Hydrolases are a group of hydrolytic enzymes that promote the breakdown of various biochemical bonds. Among them, protease (peptidase) has a specialized role in cleavage of amide bonds in peptides and proteins to precisely regulate biological processes and to maintain homeostasis (Mahesh et al., 2018). Enterokinase, also known as enteropeptidase, belongs to a class of serine proteases and is a disulfide-linked heterodimeric enzyme, composed of a heavy chain (87 kDa) and a light chain (26 kDa) (Kitamoto et al., 1994). In the small intestine, enterokinase is mainly produced in the duodenal brush borders for activation of the digestive system by converting proenzyme trypsinogen into active proteolytic enzyme, trypsin (Lobley et al., 1973, Yamashina, 1956). Interestingly, the light chain of enterokinase exhibits a remarkable target specificity and catalytic activity, enabling the effective recognition of a pentapeptide sequence Asp-Asp-Asp-Asp-Lys (DDDDK) and hydrolysis of the bond located after the lysine residue (Light and Janska, 1989). With this site-specific activity, enterokinase is found to be stable over a broad range of temperature (4–45 °C) and pH (4.5–9.5) (Gasparian et al., 2006). Based on these properties, enterokinase has been widely applied as a key enzyme for the process of isolating and removing the solubilizing fusion partners or affinity tags from purified recombinant proteins (Choi et al., 2001). However, several difficulties exist in enterokinase production. Previous studies reported that overexpressed enterokinase in bacteria was dominantly expressed in insoluble aggregates and formed inclusion bodies, resulting in extremely low production yields of soluble enterokinase (Gasparian et al., 2006, Niu et al., 2015). In order to address this limitation, a refolding method was introduced and implemented despite the apparent disadvantage of a complicated and inconvenient process (Yi and Zhang, 2006, Tan et al., 2007). In addition, periplasmic expression of enterokinase was attempted but showed low expression levels (Collins-Racie et al., 1995). Due to the difficulty of obtaining recombinant enterokinase in bacteria, most of the commercial enterokinases are expressed in yeast or extracted from the intestine of animals with high production costs (Melicherová et al., 2017).

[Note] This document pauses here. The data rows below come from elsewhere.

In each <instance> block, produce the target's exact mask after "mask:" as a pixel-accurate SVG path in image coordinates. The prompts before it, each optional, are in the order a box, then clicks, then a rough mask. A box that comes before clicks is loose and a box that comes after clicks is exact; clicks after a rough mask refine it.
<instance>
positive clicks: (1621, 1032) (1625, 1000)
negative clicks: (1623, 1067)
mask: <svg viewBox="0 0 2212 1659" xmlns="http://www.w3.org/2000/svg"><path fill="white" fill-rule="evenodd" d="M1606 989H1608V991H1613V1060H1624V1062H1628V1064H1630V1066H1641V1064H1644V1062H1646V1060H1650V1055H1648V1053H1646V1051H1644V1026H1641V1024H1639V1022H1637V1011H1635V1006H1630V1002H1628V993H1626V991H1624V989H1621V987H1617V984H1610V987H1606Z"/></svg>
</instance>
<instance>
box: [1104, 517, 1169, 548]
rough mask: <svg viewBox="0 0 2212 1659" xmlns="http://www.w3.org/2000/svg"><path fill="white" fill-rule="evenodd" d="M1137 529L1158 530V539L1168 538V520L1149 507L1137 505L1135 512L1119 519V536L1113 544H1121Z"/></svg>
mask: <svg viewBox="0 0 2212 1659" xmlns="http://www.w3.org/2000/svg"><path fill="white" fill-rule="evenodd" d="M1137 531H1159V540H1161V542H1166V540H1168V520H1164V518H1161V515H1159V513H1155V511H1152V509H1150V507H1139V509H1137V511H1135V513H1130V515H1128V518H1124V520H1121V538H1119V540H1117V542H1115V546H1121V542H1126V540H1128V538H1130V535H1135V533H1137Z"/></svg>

This study presents a soluble expression of recombinant enterokinase light chain (EKL) in Escherichia coli (E. coli) by using several solubility-enhancing tags (Scheme 1). As human enterokinase is known to have 10 times higher catalytic activity than animal enterokinase, human enterokinase is selected for this study and further applications (Gasparian et al., 2006). As shown in Fig. S1, unmodified enterokinases exhibit poor solubility and low expression levels in E. coli. To increase solubility of expressed enterokinases, we employed two types of fusion proteins including maltose binding protein (MBP) (di Guan et al., 1988) and phosphoglycerate kinase (PGK) (Park et al., 2008, Song et al., 2012). Thioredoxin (Trx) was also used to facilitate correct disulfide-bond formation and protein folding, as enterokinase contains eight cysteine residues (Nordström, 1972). These protein tags were genetically incorporated into the N-terminus of enterokinases in various combinations. The resulting enterokinases were highly expressed in E. coli as a soluble form with proteolytic activity comparable to a commercial protein, as the details demonstrated herein.